Tribuners adalah platform jurnalisme warga. Untuk berkontribusi, anda bisa mengirimkan karya dalam bentuk berita, opini, esai, maupun kolom ke email: redaksi@tribunnews.com.
Konten menjadi tanggungjawab penulis dan tidak mewakili pandangan redaksi tribunnews.com.
Dr Ismail SH MH: Penurunan Penormaan Politik Uang Dalam Pemilu 2019
diskusi mingguan Magister Ilmu Hukum Universitas Bung Karno, menjelang Pilpres dan Pileg serentak 17 April 2019
Editor: Toni Bramantoro
Dosen Magister Ilmu Hukum Universitas Bung Karno, Dr Ismail SH MH. Kamis 15 November 2018 dalam diskusi mingguan Magister Ilmu Hukum Universitas Bung Karno, menjelang Pilpres dan Pileg serentak 17 April 2019 mengatakan dalam kurun waktu sekitar 1 tahun, pengaturan politik uang pemilu kepala daerah dan pengaturan politik uang pada Pemilihan Umum 2019, dalam hal ini pemilihan presiden dan wakil presiden, pemilihan DPR, DPD, dan DPRD Kabupaten/Kota mengalami penurunan penormaan.
Dalam pemilihan kepala daerah yang menjadi subyek dalam tindak pidana politik uang adalah setiap orang, namun pada Pemilihan Umum 2019 yang menjadi subyek politik uang adalah setiap pelaksana, peserta, dan/atau tim kampanye.

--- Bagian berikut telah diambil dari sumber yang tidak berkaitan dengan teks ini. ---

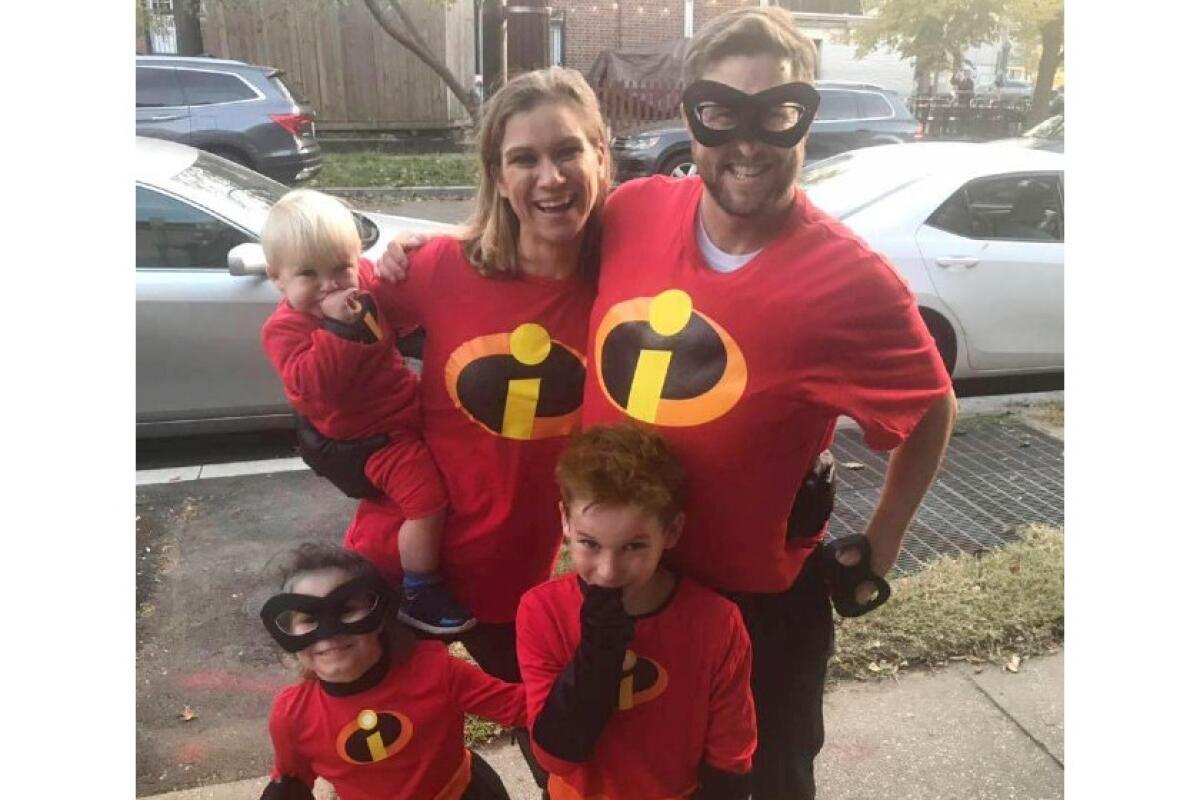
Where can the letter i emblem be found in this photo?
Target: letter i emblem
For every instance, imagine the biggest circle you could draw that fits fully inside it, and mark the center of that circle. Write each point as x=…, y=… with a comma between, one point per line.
x=625, y=697
x=529, y=344
x=369, y=722
x=669, y=314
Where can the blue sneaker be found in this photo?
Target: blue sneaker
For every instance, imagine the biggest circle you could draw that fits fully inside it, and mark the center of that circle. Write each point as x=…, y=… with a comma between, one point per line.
x=430, y=607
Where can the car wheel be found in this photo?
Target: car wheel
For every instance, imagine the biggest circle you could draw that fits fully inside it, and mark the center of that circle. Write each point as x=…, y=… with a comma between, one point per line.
x=943, y=337
x=681, y=166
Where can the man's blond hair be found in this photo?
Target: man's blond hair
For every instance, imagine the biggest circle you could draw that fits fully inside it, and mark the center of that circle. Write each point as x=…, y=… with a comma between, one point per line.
x=311, y=227
x=751, y=31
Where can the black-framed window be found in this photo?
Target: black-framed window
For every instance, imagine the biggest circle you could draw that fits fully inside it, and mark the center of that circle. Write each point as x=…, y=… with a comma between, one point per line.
x=174, y=235
x=1014, y=208
x=157, y=88
x=208, y=88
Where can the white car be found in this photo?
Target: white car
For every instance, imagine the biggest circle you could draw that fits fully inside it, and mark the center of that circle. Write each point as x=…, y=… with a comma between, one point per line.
x=203, y=296
x=978, y=234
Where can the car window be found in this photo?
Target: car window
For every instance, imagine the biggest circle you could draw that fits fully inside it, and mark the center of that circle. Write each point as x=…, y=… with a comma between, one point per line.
x=174, y=235
x=208, y=88
x=837, y=106
x=871, y=104
x=159, y=88
x=1018, y=208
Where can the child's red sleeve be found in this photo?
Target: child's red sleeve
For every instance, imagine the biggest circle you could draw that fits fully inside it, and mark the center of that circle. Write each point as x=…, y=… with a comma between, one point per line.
x=315, y=365
x=477, y=692
x=541, y=656
x=288, y=763
x=732, y=728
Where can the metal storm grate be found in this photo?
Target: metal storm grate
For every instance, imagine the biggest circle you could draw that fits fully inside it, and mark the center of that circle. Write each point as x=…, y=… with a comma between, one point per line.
x=994, y=476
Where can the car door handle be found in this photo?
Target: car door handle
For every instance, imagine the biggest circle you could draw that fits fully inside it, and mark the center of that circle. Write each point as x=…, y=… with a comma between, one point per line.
x=957, y=260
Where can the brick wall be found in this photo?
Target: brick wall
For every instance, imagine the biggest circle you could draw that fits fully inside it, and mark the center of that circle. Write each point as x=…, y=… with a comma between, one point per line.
x=594, y=25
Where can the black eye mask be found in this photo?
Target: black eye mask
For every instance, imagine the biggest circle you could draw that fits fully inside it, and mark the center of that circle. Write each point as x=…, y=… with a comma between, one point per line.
x=750, y=113
x=366, y=594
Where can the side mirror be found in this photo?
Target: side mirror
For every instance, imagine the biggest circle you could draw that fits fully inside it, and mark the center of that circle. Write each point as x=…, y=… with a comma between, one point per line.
x=247, y=259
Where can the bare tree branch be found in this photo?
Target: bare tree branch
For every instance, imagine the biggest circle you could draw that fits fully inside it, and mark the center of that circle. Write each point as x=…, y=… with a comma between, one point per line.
x=405, y=31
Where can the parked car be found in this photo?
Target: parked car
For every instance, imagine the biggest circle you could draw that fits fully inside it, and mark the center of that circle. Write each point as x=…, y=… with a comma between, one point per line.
x=203, y=295
x=977, y=230
x=851, y=115
x=241, y=112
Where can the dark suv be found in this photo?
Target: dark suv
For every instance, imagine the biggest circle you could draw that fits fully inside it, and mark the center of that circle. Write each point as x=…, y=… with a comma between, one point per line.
x=851, y=115
x=241, y=112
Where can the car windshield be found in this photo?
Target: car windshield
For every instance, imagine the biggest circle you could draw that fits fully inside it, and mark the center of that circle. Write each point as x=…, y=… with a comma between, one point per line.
x=851, y=181
x=252, y=193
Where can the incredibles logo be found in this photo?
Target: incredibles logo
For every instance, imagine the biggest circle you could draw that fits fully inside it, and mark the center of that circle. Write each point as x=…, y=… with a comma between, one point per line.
x=665, y=362
x=641, y=681
x=373, y=735
x=519, y=385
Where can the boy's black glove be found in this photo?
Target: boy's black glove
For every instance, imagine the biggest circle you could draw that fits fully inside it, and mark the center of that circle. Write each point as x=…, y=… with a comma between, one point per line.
x=845, y=579
x=814, y=500
x=342, y=463
x=287, y=788
x=588, y=689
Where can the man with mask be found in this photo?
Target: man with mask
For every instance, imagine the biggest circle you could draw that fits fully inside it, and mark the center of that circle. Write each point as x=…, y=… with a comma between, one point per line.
x=741, y=322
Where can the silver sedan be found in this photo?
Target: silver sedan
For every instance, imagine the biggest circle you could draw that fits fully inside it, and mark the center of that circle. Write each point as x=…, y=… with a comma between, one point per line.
x=202, y=295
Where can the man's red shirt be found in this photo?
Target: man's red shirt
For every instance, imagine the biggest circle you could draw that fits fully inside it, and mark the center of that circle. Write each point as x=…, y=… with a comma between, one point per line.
x=747, y=372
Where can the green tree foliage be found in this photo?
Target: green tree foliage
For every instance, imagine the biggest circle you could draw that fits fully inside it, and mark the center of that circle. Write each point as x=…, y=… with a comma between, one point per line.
x=933, y=32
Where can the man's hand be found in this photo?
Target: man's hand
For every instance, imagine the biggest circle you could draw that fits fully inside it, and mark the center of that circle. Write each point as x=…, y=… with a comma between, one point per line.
x=393, y=265
x=340, y=306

Terdapat hal yang sangat ironis, mengapa pembuat undang-undang menciptakan norma tindak pidana politik uang justru mengalami penurunan dari subyek setiap orang menjadi setiap pelaksana, peserta dan tim kampanye.
Pada tanggal 1Juli 2016 UU Nomor 10 Tahun 2016 tentang pemilihan Gubernur, Bupati dan Walikota disahkan. Pasal 187A ayat (1) menyatakan, setiap orang yang dengan sengaja melakukan perbuatan melawan hukum, menjajikan atau memberikan atau materi lainnya sebagai imbalan kepada warga negara Indonesia baik secara langsung ataupun tidak langsung untuk mempengaruhi pemilih agar tidak menggunakan hak pilih, menggunakan hak pilih dengan cara tertentu sehingga suara menjadi tidak sah, memilih calon tertentu, atau tidak memilih calon tertentu, dipidana dengan pidana penjara paling singkat 36 (tiga puluh enam) bulan dan paling lama 72 (tujuh puluh dua) bulan dan denda paling sedikit Rp 200.000.000, 00 (dua ratus juta rupiah) dan paling banyak Rp 1.000.000.000, 00 (satu miliar rupiah).

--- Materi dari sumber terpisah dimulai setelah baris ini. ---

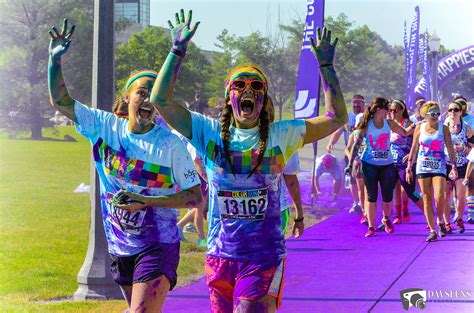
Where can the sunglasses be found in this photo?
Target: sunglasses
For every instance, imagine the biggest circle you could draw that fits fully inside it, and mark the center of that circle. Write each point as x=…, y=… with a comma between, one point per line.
x=433, y=114
x=255, y=85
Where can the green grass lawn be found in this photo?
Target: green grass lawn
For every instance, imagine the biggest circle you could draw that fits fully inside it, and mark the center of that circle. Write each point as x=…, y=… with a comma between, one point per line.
x=44, y=226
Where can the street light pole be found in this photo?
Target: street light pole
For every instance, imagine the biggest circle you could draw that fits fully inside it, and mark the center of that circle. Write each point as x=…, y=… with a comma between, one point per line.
x=434, y=43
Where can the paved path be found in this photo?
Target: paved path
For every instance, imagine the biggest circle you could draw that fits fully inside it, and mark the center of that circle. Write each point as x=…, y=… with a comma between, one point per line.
x=333, y=268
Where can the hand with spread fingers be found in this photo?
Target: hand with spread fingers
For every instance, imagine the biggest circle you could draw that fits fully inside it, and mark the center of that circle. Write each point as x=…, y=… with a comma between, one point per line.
x=323, y=49
x=128, y=201
x=182, y=32
x=60, y=42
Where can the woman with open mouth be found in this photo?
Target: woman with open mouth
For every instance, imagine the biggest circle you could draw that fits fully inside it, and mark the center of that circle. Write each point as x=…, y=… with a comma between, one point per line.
x=427, y=152
x=244, y=155
x=145, y=172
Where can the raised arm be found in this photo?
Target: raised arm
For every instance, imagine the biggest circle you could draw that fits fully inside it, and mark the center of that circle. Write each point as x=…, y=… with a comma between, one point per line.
x=58, y=93
x=189, y=198
x=336, y=112
x=395, y=127
x=358, y=139
x=450, y=148
x=176, y=115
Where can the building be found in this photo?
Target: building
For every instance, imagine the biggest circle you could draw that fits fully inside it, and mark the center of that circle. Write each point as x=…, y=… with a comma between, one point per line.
x=136, y=11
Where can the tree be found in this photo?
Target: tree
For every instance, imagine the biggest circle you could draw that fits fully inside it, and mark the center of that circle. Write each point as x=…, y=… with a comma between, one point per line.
x=148, y=50
x=24, y=104
x=366, y=64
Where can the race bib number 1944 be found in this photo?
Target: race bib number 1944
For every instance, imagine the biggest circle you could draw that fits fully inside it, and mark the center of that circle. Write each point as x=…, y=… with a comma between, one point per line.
x=243, y=205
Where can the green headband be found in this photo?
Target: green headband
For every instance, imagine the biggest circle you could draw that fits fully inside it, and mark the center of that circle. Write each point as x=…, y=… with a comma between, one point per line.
x=399, y=103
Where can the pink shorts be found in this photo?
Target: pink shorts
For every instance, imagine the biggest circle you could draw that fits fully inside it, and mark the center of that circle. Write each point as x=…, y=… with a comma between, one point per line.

Kemudian pada tanggal 15 Agustus 2017, UU Nomor 7 Tahun 2017 tentang Pemilihan Umum disahkan, pasal 523 ayat (1) menyatakan, setiap pelaksanan, peserta, dan atau tim kampanye pemilu yang dengan sengaja menjajikan atau memberikan uang atau materi lainnya sebagai imbalan kepada peserta kampanye pemilu secara langsung ataupun dipidana dengan pidana penjara paling lama 2(dua) tahun dan denda paling banyak Rp 24.000.000 , 00 (dua puluh empat juta rupiah).

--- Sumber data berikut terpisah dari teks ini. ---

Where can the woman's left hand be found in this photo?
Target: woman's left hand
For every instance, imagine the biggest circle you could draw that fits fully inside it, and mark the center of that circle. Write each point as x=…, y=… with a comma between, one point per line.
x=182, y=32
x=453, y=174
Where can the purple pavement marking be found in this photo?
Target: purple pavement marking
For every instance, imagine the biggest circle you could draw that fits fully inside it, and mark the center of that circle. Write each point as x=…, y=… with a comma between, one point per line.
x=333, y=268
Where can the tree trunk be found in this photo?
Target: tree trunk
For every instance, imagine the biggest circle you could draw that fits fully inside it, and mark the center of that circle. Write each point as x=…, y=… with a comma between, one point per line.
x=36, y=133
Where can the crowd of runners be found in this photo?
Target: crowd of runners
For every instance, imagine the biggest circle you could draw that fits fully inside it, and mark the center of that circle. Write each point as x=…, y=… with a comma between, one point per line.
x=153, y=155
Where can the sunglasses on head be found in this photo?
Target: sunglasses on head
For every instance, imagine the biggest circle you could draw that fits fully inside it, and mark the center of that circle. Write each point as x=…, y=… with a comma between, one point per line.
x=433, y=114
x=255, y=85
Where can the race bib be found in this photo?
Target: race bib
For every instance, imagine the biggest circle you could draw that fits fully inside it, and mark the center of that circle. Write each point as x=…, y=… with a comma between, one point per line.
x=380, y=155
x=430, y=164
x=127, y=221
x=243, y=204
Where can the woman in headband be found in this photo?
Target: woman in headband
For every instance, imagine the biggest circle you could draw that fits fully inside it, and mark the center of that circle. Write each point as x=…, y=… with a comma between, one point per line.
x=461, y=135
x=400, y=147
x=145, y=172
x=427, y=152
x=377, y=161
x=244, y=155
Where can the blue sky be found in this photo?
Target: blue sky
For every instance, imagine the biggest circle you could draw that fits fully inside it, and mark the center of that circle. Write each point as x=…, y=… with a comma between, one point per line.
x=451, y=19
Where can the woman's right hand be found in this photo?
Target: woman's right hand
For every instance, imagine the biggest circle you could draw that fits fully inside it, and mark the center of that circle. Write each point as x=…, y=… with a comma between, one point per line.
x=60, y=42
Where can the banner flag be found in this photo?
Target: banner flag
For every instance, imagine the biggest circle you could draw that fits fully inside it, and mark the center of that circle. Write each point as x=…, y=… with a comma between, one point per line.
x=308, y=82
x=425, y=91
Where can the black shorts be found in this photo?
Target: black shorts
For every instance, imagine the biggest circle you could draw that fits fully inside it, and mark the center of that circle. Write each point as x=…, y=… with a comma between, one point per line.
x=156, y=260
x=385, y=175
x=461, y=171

Dengan ketentuan tersebut, dalam pemilihan umum 2019 diakui Dr Ismail SH MH berpotensi terdapat tindak pidana politik uang yang akan dilakukan oleh pihak lain di luar pelaksana/peserta/tim kampanye yang tidak dapat dijerat dengan ketentuan pasal 523 ayat (1) UU Nomor 7 tahun 2017.